An 18-year-old patient's retroperitoneal abscess led to the diagnosis of autosomal-dominant hyperimmunoglobulin E syndrome, a case that illustrates how this rare immunodeficiency can remain undiagnosed into adulthood despite the presence of characteristic clinical features.
In the case report, researchers described an adolescent female who presented to the emergency department with acute lower abdominal pain, high fever, and “severe midline lower abdominal tenderness with a guarding reflex.” Contrast-enhanced computed tomography revealed a 10.5-cm multilocular retroperitoneal abscess extending from the pelvis to the inguinal region. Gram-positive cocci were identified on aspiration, and methicillin-sensitive Staphylococcus aureus (MSSA) was cultured from drainage.
Although the abscess prompted aspiration and antibiotic management, her broader clinical history told a more revealing story. Since infancy, she had experienced severe eczema beginning at two days of age, recurrent skin abscesses affecting the face, abdomen, and groin, repeated episodes of otitis media, multiple fractures with minor trauma, and retention of four primary teeth at age 13 years. Physical examination showed a mildly prominent forehead, broad nasal bridge, high-arched palate, and submucous cleft palate. Laboratory testing demonstrated markedly elevated serum immunoglobulin E levels exceeding 20,150 U/mL and a C-reactive protein of 180.30 mg/L.

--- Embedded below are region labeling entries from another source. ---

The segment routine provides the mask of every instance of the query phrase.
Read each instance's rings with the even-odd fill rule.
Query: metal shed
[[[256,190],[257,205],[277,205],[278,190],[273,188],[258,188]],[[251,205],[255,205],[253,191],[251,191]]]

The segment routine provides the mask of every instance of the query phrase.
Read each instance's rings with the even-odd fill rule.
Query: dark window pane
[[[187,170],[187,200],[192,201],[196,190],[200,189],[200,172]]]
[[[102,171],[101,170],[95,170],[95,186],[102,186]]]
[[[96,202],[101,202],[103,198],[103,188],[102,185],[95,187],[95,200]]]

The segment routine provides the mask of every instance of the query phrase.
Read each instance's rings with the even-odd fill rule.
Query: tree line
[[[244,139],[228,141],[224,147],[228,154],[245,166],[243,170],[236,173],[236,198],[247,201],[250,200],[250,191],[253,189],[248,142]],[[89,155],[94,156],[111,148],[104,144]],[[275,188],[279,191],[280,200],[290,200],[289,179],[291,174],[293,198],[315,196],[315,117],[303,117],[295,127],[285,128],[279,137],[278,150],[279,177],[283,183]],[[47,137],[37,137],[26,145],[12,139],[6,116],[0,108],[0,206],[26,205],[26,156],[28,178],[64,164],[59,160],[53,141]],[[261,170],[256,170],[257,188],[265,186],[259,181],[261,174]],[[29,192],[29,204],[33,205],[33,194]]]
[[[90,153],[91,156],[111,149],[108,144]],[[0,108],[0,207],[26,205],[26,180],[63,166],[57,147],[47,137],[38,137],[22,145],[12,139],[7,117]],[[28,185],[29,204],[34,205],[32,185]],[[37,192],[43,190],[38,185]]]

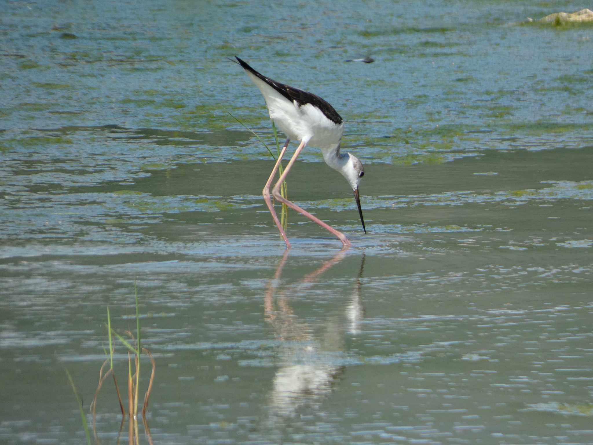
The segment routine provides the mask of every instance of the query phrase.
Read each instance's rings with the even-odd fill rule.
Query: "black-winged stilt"
[[[342,173],[352,187],[354,198],[358,206],[358,213],[361,215],[362,229],[365,233],[366,233],[358,194],[358,185],[361,178],[365,174],[364,169],[362,168],[362,163],[356,156],[350,153],[344,154],[340,152],[340,144],[344,132],[343,120],[333,107],[319,96],[276,82],[260,74],[236,56],[235,58],[263,94],[270,119],[273,120],[276,126],[286,135],[286,142],[278,156],[276,165],[263,187],[263,199],[280,230],[280,235],[286,243],[286,248],[290,248],[291,243],[288,241],[286,234],[274,211],[274,206],[270,199],[270,186],[291,139],[300,141],[300,144],[284,172],[272,189],[272,196],[276,200],[302,213],[337,236],[342,241],[343,247],[349,246],[350,241],[344,234],[293,202],[282,198],[280,194],[280,184],[286,179],[303,148],[307,145],[319,147],[321,149],[326,163]]]

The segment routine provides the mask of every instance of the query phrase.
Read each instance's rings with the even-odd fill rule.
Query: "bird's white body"
[[[270,186],[291,139],[299,141],[300,144],[272,189],[272,195],[277,201],[294,208],[336,235],[345,247],[350,246],[350,241],[343,233],[288,201],[280,193],[280,185],[283,183],[301,151],[308,145],[318,147],[321,150],[326,163],[342,173],[352,187],[362,228],[365,233],[366,232],[358,194],[358,185],[364,174],[364,169],[362,163],[355,156],[350,153],[345,154],[340,152],[340,144],[344,132],[343,120],[333,107],[321,97],[276,82],[258,72],[239,58],[235,58],[262,92],[270,117],[286,135],[286,142],[263,192],[266,204],[286,243],[286,247],[290,247],[290,243],[270,199]]]
[[[276,126],[289,139],[305,141],[307,145],[334,151],[344,133],[344,123],[330,120],[318,108],[290,101],[249,71],[247,74],[263,96],[267,111]]]

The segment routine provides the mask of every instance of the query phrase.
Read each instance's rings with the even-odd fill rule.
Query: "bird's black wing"
[[[298,88],[293,88],[292,87],[289,87],[288,85],[285,85],[285,84],[281,84],[279,82],[276,82],[273,79],[270,79],[269,77],[266,77],[261,73],[258,72],[249,66],[246,62],[242,61],[241,59],[237,57],[237,56],[235,56],[235,58],[238,61],[239,65],[240,65],[244,69],[247,70],[251,74],[256,75],[258,78],[263,80],[291,102],[292,101],[295,101],[299,107],[308,103],[311,104],[314,107],[317,107],[321,110],[321,112],[327,119],[336,125],[339,125],[342,123],[342,122],[343,122],[343,119],[342,119],[342,116],[338,114],[337,112],[336,111],[334,107],[332,107],[329,103],[327,102],[327,101],[322,99],[318,96],[312,93],[309,93],[308,91],[299,90]]]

While these findings had previously raised suspicion for hyperimmunoglobulin E syndrome (HIES), genetic testing had not been performed at the time because of limited access to the relevant tests. After the retroperitoneal abscess and subsequent imaging revealed pulmonary cysts, her National Institutes of Health HIES score reached 60 points, strongly supporting the diagnosis. Targeted genetic testing identified a heterozygous STAT3 variant (c.1145G>A; p.Arg382Gln), confirming autosomal-dominant HIES.
For pediatric clinicians, the case highlights several notable points. HIES, also known as “Job’s syndrome”, is characterized by eczema, recurrent staphylococcal infections, markedly elevated immunoglobulin E levels, skeletal abnormalities, and distinctive facial features. However, these manifestations often overlap with more common atopic or infectious conditions, contributing to the diagnostic delay evidenced in this case report. Such delays can allow cumulative complications, including lung cysts, bronchiectasis, and deep-seated infections.
Retroperitoneal abscess is an especially uncommon presentation. In HIES, infections typically involve the skin and lungs. The researchers reported that impaired STAT3 signaling disrupts Th17 cell differentiation, weakening mucosal defense and predisposing patients to recurrent Staphylococcus aureus infections. Deep infections, although rare, may arise when immune dysfunction extends beyond cutaneous and pulmonary sites.
Another teaching point is that inflammatory markers may be misleading. Patients with HIES may develop so-called “cold” abscesses with muted inflammatory signs, potentially delaying recognition of infection.
The patient’s retroperitoneal abscess resolved following aspiration and intravenous cefazolin, and she was discharged on day 14 with prophylactic trimethoprim-sulfamethoxazole.
The researchers note that pediatricians should maintain suspicion for HIES in patients with recurrent staphylococcal infections, eczema, elevated immunoglobulin E levels, skeletal abnormalities, and dental anomalies – even when presentation occurs in adolescence or involves unusual deep-seated infections.
For a clinical pediatric audience, the case reinforces a central lesson: when recurrent infections and atopic features cluster together over time, rare immunodeficiency should remain on the differential diagnosis.
The authors declared no conflicts of interest.